Leichtathletik: TuS Germania Horstmar Henrik Lindstrot und Marcel Reisch in DLV-Kader berufen

Horstmar -

Das gab es noch nie in der Geschichte der Leichtathletikabteilung des TuS Germania Horstmar: Gleich zwei Nachwuchssportler des Vereins sind vom Deutschen Leichtathletikverband in den U-18-Kader berufen worden. Während Marcel Reisch als Deutscher Meister damit fast schon rechnen durfte, kommt die Nominierung für den anderen Germanen überraschend.

Von Marc Brenzel
Henrik Lindstrot (l.) hat sich die Berufung in den DLV-Kader unter anderem mit viel Fleiß verdient.
Henrik Lindstrot (l.) hat sich die Berufung in den DLV-Kader unter anderem mit viel Fleiß verdient. Foto: Jan Gudorf

Die beeindruckenden Leistungen der beiden Horstmarer Marcel Reisch (Diskus) und Henrik Lind­strot (3000-Meter-Hindernis) sind auch den Trainern des Deutschen Leichtathletikverbandes nicht verborgen geblieben. Sie honorierten die in dieser Saison starken Auftritte der beiden Germania-Sportler jetzt mit der Berufung in den U-18-Bundeskader, dem sogenannten Nachwuchskader 2.

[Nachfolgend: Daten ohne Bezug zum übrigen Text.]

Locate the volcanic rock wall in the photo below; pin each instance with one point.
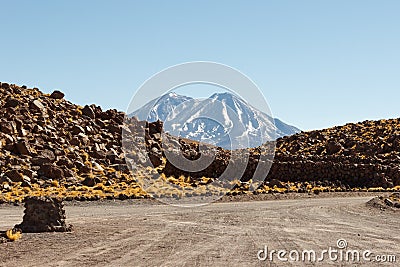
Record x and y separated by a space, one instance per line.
329 162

Nationaltrainer dieser Altersklasse ist Jörg Peter. Mit ihm vertiefen die beiden Horstmarer am Wochenende in Saarbrücken den Kontakt. Beim Fair-Play-Camp stehen Workshops, unterschiedliche Tests, abwechslungsreiche Teambildungsmaßnahmen und verschiedene Trainingseinheiten auf dem Programm.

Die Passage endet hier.